Keyword arguments in AuthorRetrieval.get_documents() are ignored

RSHum23 commented 2 months ago

pybliometrics version: 4.0

Code to reproduce the bug: len(AuthorRetrieval(36766719200).get_documents(subtypes=None, kwargs="PUBYEAR = 2024")) This gives the total number of documents associated to the specified author id, no matter the publication year. Note that the string "PUBYEAR = 2024" could be formatted badly, as the code doesn't recognise that.

Expected behavior: It should return the number of documents, associated to the specified author ID, published in the specified year.

I'm not sure how I should enter the kwargs in this case to specify the additional parameter of the query. I tried to go through the classes and superclasses etc. to understand how the process works, and I believe that at some point (maybe in superclass Search.__init__ lines 45-51) the built-in query specifying the author ID should be put together with the additional kwargs, but something must get lost in the process. Sorry if I totally misunderstood how the method works.

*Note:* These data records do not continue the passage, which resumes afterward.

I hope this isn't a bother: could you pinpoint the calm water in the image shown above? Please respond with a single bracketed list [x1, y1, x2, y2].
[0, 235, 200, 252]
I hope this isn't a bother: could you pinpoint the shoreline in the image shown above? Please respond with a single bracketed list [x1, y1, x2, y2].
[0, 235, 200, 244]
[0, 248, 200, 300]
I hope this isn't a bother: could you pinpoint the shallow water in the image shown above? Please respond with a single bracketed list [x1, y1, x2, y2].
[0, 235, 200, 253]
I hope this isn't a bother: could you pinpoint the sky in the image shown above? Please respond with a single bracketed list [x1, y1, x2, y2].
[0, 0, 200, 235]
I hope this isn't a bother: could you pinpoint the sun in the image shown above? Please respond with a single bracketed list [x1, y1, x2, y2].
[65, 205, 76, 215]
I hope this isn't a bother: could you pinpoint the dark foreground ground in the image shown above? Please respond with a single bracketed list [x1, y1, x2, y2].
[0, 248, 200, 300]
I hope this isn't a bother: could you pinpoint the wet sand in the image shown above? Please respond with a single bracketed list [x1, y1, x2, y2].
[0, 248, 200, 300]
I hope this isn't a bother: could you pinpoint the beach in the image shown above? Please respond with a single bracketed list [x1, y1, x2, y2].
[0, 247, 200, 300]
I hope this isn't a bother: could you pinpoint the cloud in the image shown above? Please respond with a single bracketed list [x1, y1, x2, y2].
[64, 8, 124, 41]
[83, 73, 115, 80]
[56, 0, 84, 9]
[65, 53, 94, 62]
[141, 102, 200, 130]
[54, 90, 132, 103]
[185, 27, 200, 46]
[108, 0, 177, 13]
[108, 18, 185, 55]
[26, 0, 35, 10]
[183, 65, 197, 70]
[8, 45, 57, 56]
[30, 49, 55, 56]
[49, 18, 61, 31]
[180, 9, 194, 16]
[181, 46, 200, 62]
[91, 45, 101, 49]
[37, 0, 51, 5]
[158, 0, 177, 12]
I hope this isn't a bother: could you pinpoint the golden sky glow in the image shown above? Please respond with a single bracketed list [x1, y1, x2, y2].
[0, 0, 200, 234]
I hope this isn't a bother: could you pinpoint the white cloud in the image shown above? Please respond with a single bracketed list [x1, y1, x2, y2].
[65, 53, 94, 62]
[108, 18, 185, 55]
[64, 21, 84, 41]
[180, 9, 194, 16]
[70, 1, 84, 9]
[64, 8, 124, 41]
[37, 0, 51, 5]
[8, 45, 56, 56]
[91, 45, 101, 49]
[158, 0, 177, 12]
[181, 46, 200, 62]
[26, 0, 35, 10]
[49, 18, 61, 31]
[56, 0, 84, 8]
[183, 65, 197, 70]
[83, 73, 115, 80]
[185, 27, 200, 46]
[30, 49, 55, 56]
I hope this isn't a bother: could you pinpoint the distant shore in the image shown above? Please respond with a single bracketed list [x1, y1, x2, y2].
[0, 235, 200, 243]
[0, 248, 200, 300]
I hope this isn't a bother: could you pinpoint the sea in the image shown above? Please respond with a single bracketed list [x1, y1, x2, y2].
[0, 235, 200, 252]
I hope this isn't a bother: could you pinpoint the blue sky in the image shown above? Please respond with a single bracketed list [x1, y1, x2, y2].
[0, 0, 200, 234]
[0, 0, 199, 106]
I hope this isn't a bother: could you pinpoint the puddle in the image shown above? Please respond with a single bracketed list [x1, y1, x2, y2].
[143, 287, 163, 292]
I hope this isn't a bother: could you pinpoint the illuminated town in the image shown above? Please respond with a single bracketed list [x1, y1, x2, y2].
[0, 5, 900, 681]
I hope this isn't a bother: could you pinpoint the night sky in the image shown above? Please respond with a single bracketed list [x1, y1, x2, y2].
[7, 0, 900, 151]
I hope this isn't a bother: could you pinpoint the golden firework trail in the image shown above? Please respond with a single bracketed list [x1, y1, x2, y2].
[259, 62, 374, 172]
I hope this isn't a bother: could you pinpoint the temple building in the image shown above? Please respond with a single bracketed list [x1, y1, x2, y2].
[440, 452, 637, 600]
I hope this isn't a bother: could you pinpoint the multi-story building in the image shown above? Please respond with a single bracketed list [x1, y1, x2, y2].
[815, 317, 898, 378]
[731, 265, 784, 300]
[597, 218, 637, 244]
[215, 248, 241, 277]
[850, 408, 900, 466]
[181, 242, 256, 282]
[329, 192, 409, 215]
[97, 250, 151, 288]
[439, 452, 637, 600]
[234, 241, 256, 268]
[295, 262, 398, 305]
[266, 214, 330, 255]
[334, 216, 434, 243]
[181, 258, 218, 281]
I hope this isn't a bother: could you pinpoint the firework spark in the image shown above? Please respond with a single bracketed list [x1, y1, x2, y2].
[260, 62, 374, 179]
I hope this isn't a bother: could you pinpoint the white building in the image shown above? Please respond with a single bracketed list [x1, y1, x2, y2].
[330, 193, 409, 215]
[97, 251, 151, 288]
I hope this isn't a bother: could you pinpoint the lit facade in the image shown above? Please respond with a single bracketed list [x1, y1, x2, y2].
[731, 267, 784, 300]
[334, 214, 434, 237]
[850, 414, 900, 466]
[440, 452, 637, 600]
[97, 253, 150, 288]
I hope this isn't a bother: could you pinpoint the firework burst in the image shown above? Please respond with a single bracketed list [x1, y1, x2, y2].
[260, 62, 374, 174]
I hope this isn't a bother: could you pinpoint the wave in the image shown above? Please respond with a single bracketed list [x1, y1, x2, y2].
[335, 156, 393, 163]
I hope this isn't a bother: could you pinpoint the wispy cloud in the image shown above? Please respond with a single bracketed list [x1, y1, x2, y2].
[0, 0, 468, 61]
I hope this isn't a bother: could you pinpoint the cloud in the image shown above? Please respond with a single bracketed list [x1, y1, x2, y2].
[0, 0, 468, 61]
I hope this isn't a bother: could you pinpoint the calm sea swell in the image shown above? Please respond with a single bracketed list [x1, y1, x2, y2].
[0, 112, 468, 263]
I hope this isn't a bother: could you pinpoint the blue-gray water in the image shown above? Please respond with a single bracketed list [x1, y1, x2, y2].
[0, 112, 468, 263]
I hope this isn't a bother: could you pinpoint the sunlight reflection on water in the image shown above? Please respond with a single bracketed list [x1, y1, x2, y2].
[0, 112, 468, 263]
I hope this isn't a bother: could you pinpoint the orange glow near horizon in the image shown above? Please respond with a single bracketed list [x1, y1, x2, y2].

Michael-E-Rose commented 2 months ago

At the end of https://pybliometrics.readthedocs.io/en/stable/classes/AuthorRetrieval.html#pybliometrics.scopus.AuthorRetrieval.get_documents it says

Note: To update these results, use refresh; the class’ refresh parameter is not used here.

Michael-E-Rose commented 2 months ago

The parameter kwargs does not take a string like "PUBYEAR = 2024", Scopus is not SQL. These key word arguments refer to stuff documented on https://dev.elsevier.com/documentation/ScopusSearchAPI.wadl.

In general, to subset your results to a specific year, simply iterate over the results and apply a filter. Straightforward and efficient with pandas.

RSHum23 commented 1 month ago

Thanks for you reply and suggestions.

The parameter kwargs does not take a string like "PUBYEAR = 2024", Scopus is not SQL. These key word arguments refer to stuff documented on https://dev.elsevier.com/documentation/ScopusSearchAPI.wadl.

In principle, as the documentation says "kwds (str) – Parameters to be passed on to ScopusSearch()", I should be able to specify some additional parameters for the query, like "date=2002-2007" (field "date"), so maybe the right way to do this is not "PUBYEAR=2024" but "date=2024". But this would be ignored anyway by .get_documents().

In general, to subset your results to a specific year, simply iterate over the results and apply a filter. Straightforward and efficient with pandas.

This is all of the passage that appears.